The six original songs on Robinson’s recently released third album, Euphonic Sounds, reinforce his reputation as one of the most important voices in contemporary ragtime–a talent more concerned with pushing the boundaries of the genre than pleasing revivalists–though the album as a whole is actually more reverent than either of its predecessors. The Strongman (1993) and Sounds in Silhouette (1994) both featured almost exclusively original material. The first record swept Robinson up in a rush of celebrity–he was even invited to play on Marian McPartland’s long-running public-radio program, Piano Jazz. But after the second, Robinson says, he found himself excluded from ragtime festivals he’d played the year before. “When you go to these ragtime festivals you see this little group of people with suspenders and ragtime buttons jumping around doing the cakewalk,” he says. “It’s different for me. I live in Chicago and when I write a rag I can hear gunshots outside.”

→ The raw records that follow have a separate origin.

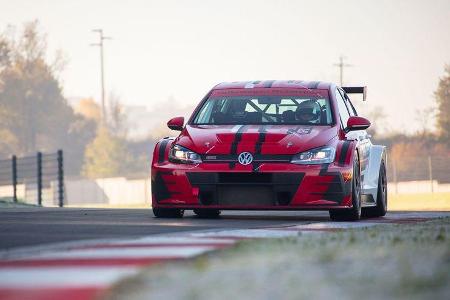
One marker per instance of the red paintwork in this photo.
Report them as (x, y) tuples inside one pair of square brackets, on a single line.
[(218, 139), (357, 123), (176, 123)]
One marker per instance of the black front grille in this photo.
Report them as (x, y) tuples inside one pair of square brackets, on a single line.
[(245, 178), (240, 188)]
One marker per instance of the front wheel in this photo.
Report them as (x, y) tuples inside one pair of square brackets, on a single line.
[(168, 212), (354, 213)]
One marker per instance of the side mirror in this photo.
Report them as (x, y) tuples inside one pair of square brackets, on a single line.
[(176, 123), (357, 123)]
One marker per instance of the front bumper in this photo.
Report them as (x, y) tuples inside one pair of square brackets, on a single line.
[(275, 186)]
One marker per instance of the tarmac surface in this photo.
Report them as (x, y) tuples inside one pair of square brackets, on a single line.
[(32, 226)]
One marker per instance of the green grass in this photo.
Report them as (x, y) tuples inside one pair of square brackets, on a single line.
[(409, 261)]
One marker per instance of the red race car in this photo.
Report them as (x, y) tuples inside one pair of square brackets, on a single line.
[(271, 145)]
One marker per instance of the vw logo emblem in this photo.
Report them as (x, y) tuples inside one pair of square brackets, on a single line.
[(245, 158)]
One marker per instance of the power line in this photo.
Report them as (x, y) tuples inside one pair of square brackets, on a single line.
[(102, 68), (341, 65)]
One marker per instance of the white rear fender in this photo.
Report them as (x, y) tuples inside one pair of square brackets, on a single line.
[(370, 184)]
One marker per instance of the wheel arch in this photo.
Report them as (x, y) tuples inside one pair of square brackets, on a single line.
[(376, 156), (161, 151)]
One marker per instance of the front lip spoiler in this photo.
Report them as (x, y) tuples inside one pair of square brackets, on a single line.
[(262, 208)]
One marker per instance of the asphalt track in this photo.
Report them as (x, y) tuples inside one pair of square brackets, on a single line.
[(36, 226)]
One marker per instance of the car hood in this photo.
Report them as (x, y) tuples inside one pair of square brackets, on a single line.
[(265, 139)]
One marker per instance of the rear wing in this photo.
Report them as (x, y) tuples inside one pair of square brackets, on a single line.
[(356, 90)]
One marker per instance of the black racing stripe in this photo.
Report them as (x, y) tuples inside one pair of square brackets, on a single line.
[(237, 140), (268, 83), (162, 150), (343, 153), (313, 84), (261, 138)]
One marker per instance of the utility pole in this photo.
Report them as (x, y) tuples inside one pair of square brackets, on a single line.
[(341, 67), (102, 69)]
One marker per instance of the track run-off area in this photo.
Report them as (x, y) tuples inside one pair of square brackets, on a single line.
[(70, 253)]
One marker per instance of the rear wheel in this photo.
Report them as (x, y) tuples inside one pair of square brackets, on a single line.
[(354, 213), (381, 208), (207, 213), (168, 212)]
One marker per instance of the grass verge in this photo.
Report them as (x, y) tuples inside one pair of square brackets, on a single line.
[(408, 261)]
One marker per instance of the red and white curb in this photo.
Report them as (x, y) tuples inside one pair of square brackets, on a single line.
[(83, 270)]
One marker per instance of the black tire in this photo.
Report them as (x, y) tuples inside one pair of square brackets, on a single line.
[(381, 208), (206, 213), (168, 212), (354, 213)]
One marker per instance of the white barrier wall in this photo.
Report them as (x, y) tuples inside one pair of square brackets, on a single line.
[(123, 191), (114, 191)]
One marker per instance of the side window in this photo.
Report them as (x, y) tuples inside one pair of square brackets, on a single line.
[(349, 104), (343, 112)]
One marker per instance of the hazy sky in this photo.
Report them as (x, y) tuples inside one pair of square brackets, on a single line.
[(183, 48)]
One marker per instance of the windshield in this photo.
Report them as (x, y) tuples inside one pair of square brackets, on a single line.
[(298, 109)]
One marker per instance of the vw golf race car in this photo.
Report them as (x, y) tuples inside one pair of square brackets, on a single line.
[(271, 145)]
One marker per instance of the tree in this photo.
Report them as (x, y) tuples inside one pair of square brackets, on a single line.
[(425, 117), (34, 109), (442, 95), (117, 118), (105, 156), (89, 109)]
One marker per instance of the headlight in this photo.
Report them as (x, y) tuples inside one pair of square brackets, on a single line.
[(315, 156), (183, 155)]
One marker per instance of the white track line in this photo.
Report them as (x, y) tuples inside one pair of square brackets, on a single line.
[(117, 253), (247, 233), (56, 277)]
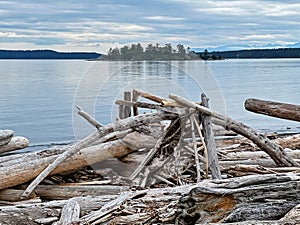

Still, within its first minute Euphonic Sounds is bound to elate more than a few of ragtime’s most conservative fans: the album opens with a snippet of a song by Joplin that no one else, including the master himself, has ever recorded. Examining a 1947 photo of Joplin’s piano in one of his books some years ago, Robinson tried in vain to read the sheet music propped up on the stand. When he came across a larger reprint of the photo more recently and still couldn’t identify the tune, he called on a fellow ragtime nut, Jimmy Corrigan cartoonist Chris Ware, whom he’d befriended in the piano practice rooms at Harold Washington Library Center in 1993. Robinson asked Ware to blow up the photo on his computer; Ware obliged and even worked out a bit of the music, which he played for Robinson over the phone. “My eyes started watering immediately,” Robinson says. “I kept asking him to play it over and over again.” The two tracked down the original photo at Fisk University in Nashville and eventually were able to decipher the 30 seconds of music Robinson plays on the album.

Though ragtime remains his first love, lately Robinson has been exploring slightly more contemporary styles, playing revisionist stride and swing with Andrew Bird’s Bowl of Fire. The band’s been performing every Friday and Saturday night at the Mercury Theater on Southport, and the three solo pieces Robinson plays at the end of the first set are a highlight of the show. The run will probably end either this weekend or next; call 773-486-7767 for more information.

Postscript

If you weren’t looking for it you probably didn’t notice that the second annual MOBfest takes place this weekend. That’s because the acts performing at the various talent showcases around town are no different from what you’d find in Chicago on any given weekend. And since MOB is an acronym for “music over business” it’s interesting that in its Reader ad last week the festival touted its business seminars without ever mentioning the shows. Also, the registration fee has been hiked, from last year’s $35 to $50 this year.